1. Symbols show connections, flow paths, and the function of the component represented only. They do not indicate conditions occurring during transition from one flow path to another; nor do they indicate component construction or values, such as pressure or flow rate.

2. Symbols do not indicate the location of ports, direction of shifting of spools, or position of control elements on actual components.

3. Symbols may be rotated or reversed without altering their meaning except in cases of lines to reservoirs and vented manifolds.

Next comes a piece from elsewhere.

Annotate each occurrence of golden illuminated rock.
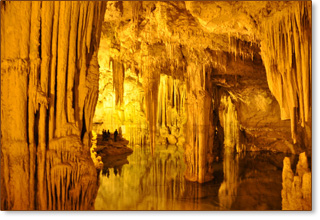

4. Symbols may be drawn in any size.

5. Each symbol is drawn to show the normal or neutral condition of each component unless multiple circuit diagrams are furnished showing various phases of circuit operation.

Pictorial Diagrams

Pictorial diagrams show the general location and actual appearance of each component, all interconnecting piping, and the general piping arrangement. This type of diagram is sometimes referred to as an installation diagram. Diagrams of this type are invaluable to maintenance personnel in identifying and locating components of a system.

Cutaway Diagrams

Cutaway diagrams show the internal working parts of all pneumatic components in a system. This includes controls and actuating mechanisms and all interconnecting piping. Cutaway diagrams do not normally use symbols.

Graphic Diagrams

The primary purpose of a graphic schematic diagram is to enable the maintenance person to trace the flow of fluid from component to component within the system. This type of diagram uses standard symbols to show each component and includes all interconnecting piping. Additionally, the diagram contains a component list, pipe size, data on the sequence of operation, and other pertinent information. The graphic diagram does not indicate the physical location of the various components, but it does show the relation of each component to the other components within the system.